Juanito López Rebollo, socio del casino, un día que estaba a gusto a fuerza de palomitas de anís “La Tomellosera” —y encima le habían ahorcado el cinco doble—, comenzó a hablar de practicantes.
Los miembros de la mesa, lo miraban con la boca abierta y los ojos espantados por la sorpresa. Todos suponían que, tarde o temprano, aquella criatura enseñaría quien era. Para ellos, Juanito —independientemente de que fuese un desmañado para el juego del dominó— era lo más que se podía ser.
Juanito anduvo en la marina mercante, algo que para la gente vieja y de tierra firme era admirable. Fue de puerto en puerto y de barco en barco, como en aquella copla amanerada, desgarrada y canalla. En el brazo solo llevaba la vacuna de la viruela, pero no obstante, a los ojos de sus compañeros de sobremesa era todo un vividor. Siempre les contaba que lo echaron de Malta, diciéndole que si no salía de la Valeta en el primer barco que zarpase lo iban a meter en la cárcel.
El padre de Juanito era un bodeguero de medio pelo que elaboró durante años (no muchos) coñac y, además, llevaba bombín. En nuestra tierra, debido a la filoxera que asoló las viñas en Francia, florecieron las destilerías y bodegas. Sobre todo las de coñac, que posteriormente se llamaron de brandy. Y vinieron sonoras palabras antes desconocidas en La Mancha, bocoy, fudre…
Como en la parábola del Hijo Pródigo pidió la parte de hacienda que le correspondía (no mucha, la verdad) y anduvo cinco años recorriendo mundo. A los tres meses había fundido su alícuota parte de “Aguardientes y Mistelas López”. Le pilló en Marsella y se embarcó en el Clair de Lune, sucio, oxidado, siempre resoplando y con eterno olor a café en la cabina. Un carguero de hierro construido en Southampton en 1905 que se dedicaba a llevar lo que fuese por el Mediterráneo; de apenas treinta metros de eslora. El capitán era de Ragusa, no la de Sicilia, sino Dubrovnik en Dalmacia, la perla del Adriático. Había dos marineros argelinos y uno chipriota. El patrón que era marsellés y de la camorra, compró el Dawn en una subasta amañada de chatarra. Con una mano de pintura y el cambio del día por la noche en el nombre, buque nuevo.
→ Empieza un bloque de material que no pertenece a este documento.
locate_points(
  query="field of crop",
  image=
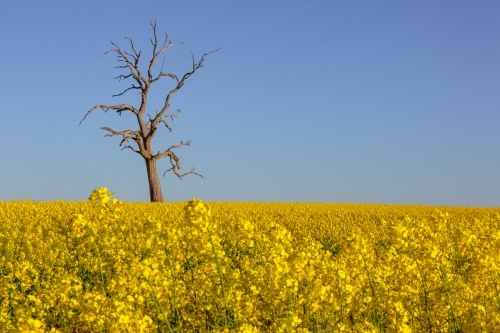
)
(107, 266)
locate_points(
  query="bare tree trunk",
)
(154, 182)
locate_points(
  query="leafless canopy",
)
(142, 83)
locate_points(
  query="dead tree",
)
(143, 137)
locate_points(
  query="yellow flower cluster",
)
(108, 266)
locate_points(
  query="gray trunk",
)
(154, 182)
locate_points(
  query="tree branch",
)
(127, 135)
(118, 108)
(180, 83)
(174, 160)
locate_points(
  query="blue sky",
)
(390, 102)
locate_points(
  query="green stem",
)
(219, 270)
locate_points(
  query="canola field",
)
(108, 266)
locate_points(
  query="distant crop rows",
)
(108, 266)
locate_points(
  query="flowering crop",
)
(108, 266)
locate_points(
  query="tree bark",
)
(154, 181)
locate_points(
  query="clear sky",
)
(306, 101)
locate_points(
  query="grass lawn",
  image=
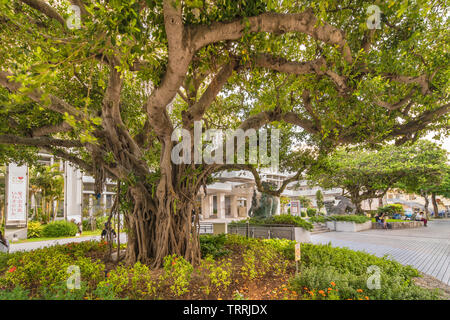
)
(84, 234)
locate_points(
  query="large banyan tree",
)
(104, 84)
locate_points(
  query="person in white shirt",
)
(420, 217)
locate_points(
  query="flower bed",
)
(400, 224)
(232, 267)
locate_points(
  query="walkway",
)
(426, 249)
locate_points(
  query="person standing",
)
(421, 217)
(4, 244)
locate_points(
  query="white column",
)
(221, 205)
(278, 210)
(249, 202)
(73, 193)
(234, 212)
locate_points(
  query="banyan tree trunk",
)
(435, 206)
(160, 226)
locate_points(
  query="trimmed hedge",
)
(349, 218)
(286, 219)
(60, 229)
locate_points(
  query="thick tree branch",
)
(396, 105)
(197, 110)
(304, 22)
(56, 104)
(39, 141)
(46, 9)
(50, 129)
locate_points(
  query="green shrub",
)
(48, 267)
(286, 219)
(15, 294)
(311, 212)
(213, 245)
(34, 229)
(324, 267)
(60, 229)
(346, 285)
(60, 291)
(100, 222)
(391, 209)
(177, 271)
(317, 219)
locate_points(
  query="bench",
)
(206, 228)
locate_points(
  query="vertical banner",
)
(16, 194)
(73, 193)
(295, 207)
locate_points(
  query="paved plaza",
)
(426, 249)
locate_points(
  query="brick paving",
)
(426, 248)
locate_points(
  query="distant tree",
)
(319, 200)
(370, 174)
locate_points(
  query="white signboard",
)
(295, 207)
(16, 198)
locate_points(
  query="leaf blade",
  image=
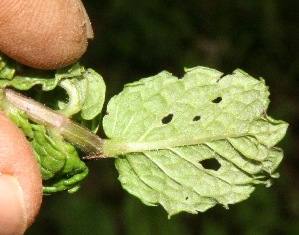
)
(163, 128)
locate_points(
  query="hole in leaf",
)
(196, 118)
(167, 119)
(210, 164)
(217, 100)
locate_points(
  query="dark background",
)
(135, 39)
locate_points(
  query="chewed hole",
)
(210, 164)
(217, 100)
(196, 118)
(167, 119)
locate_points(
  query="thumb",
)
(20, 180)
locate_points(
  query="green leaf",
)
(7, 67)
(191, 143)
(60, 164)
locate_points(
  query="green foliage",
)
(165, 129)
(61, 167)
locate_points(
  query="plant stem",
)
(70, 130)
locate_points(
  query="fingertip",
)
(13, 217)
(18, 161)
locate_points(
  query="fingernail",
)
(12, 210)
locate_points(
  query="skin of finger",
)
(17, 159)
(13, 218)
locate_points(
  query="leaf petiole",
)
(70, 130)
En la Valeta le mentó la madre a un gerifalte británico, cocido de Pernod —los anisados con agua han sido siempre la perdición de Juanito—. Lo echaron de la isla cogido por el fondillo de los pantalones, como hacen los chulos con los señoritos borrachos en las casas de alterne, so pena de trena. Como el Clair no podía partir pues no llegaría su carga hasta pasada una semana, Juanito embarcó en un barco tunecino que tenía una baja. Un maliense que murió de purgaciones y arrojaron por la borda. A los cinco años, regresó a Tomelloso, sin hoja, pidiéndole a su padre ser el último de sus peones. El padre mató un cordero, guiso una caldereta y lo apuntó al casino de los señoritos.
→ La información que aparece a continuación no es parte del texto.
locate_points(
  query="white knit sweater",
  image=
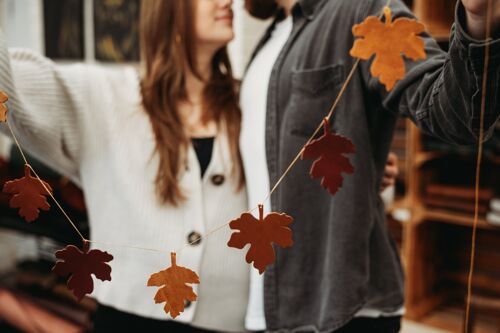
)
(87, 123)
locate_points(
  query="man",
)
(343, 273)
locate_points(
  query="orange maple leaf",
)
(388, 42)
(29, 195)
(3, 108)
(260, 234)
(328, 152)
(80, 265)
(175, 290)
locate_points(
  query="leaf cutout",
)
(175, 290)
(328, 152)
(80, 265)
(260, 234)
(3, 108)
(388, 41)
(29, 195)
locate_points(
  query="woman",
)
(156, 156)
(141, 149)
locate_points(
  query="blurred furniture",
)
(432, 219)
(486, 305)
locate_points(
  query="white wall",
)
(22, 23)
(248, 32)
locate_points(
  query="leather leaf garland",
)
(260, 234)
(29, 195)
(388, 41)
(3, 108)
(328, 152)
(175, 290)
(80, 265)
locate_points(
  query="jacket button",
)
(218, 180)
(194, 238)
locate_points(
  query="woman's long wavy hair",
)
(168, 48)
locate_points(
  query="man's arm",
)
(477, 17)
(442, 94)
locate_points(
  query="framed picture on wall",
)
(116, 30)
(63, 29)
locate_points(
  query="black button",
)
(194, 238)
(218, 179)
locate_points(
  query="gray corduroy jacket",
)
(343, 258)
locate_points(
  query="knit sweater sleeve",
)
(46, 102)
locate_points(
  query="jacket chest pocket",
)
(312, 93)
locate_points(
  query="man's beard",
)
(261, 9)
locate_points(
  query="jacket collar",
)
(309, 8)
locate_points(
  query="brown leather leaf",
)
(328, 152)
(175, 290)
(29, 195)
(3, 108)
(80, 265)
(388, 41)
(260, 234)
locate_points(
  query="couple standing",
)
(167, 156)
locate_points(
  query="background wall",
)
(22, 23)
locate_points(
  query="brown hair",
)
(167, 35)
(261, 9)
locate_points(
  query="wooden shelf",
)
(422, 157)
(455, 218)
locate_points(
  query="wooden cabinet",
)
(435, 235)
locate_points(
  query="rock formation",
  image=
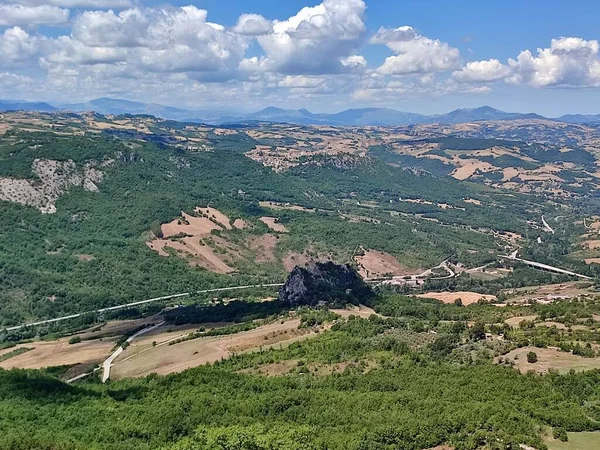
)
(324, 282)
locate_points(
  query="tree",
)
(560, 433)
(477, 332)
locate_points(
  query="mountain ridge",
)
(349, 117)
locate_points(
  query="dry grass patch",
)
(284, 206)
(549, 358)
(59, 353)
(469, 169)
(215, 214)
(264, 247)
(374, 264)
(240, 224)
(186, 224)
(165, 359)
(516, 321)
(273, 224)
(467, 298)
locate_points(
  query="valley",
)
(141, 261)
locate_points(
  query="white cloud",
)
(157, 40)
(119, 4)
(252, 25)
(569, 61)
(301, 82)
(32, 15)
(18, 47)
(482, 71)
(414, 53)
(315, 40)
(354, 61)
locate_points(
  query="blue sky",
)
(427, 56)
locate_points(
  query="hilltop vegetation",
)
(382, 382)
(91, 253)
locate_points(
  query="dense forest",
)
(401, 387)
(151, 183)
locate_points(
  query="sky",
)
(424, 56)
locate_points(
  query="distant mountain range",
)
(349, 117)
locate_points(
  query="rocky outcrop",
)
(324, 282)
(53, 179)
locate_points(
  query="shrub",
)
(560, 433)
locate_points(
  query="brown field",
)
(198, 226)
(141, 359)
(198, 254)
(264, 247)
(58, 353)
(509, 173)
(515, 321)
(114, 328)
(550, 358)
(215, 214)
(373, 264)
(191, 247)
(467, 298)
(272, 223)
(469, 169)
(288, 206)
(240, 224)
(548, 292)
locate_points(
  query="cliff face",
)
(326, 282)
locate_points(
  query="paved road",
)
(106, 365)
(142, 302)
(513, 257)
(546, 226)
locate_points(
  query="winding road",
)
(141, 302)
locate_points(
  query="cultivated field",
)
(467, 298)
(141, 358)
(59, 353)
(549, 358)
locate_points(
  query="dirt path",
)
(59, 353)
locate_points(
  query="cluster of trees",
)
(41, 277)
(411, 397)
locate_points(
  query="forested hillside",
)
(91, 252)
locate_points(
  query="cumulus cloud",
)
(32, 15)
(414, 53)
(160, 40)
(18, 47)
(482, 71)
(569, 61)
(317, 39)
(252, 25)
Por eso, cuando se arrancó con los practicantes y encima del pueblo, dejó a todos con la boca abierta:
En la calle de Cide Hamete Benengeli, enfrente de unas portadas que hacían rincón, vivía un practicante viejo y alto, con gafas. Tenía la consulta en su casa. En la puerta había una placa oxidada, con ese color verde del cobre de los tejados de Amberes. El hijo también fue practicante, bueno ATS. El nieto también siguió con el oficio familiar. Se llamaba como el segundo emperador romano, el que sucedió a Rómulo, aquel que organizo los oficios por clases: flautistas, orífices, carpinteros, tintoreros, zapateros, curtidores, broncistas y alfareros.
Cuando llamabas te abría una mujer, también alta, con gafas de pasta cogidas por una cadenita y el pelo recogido como una preceptora inglesa. Te hacía pasar a la consulta atravesando una puerta con cristales esmerilados. Estaba alicatada con azulejos blancos y cada tanto había vitrinas con botellas y objetos metálicos, inoxidables y broncíneos otros. Al rato llegaba el practicante, con unas gafas de esas de ver de cerca, de medio cristal. Siempre llevaba traje, de tres piezas, con gemelos; nunca se ponía la bata. Leía el frasco. Echaba alcohol en una gaveta dorada, lo prendía y desinfectaba la jeringa y la aguja hipodérmica. Montaba la cosa, movía el botellín del específico y lo trasvasaba al depósito de la jeringuilla…
—Juanito, no me jodas, déjate de inyecciones y cuéntanos lo de aquella napolitana que tú sabes. —le dijo don Alberto, el maestro de albañil.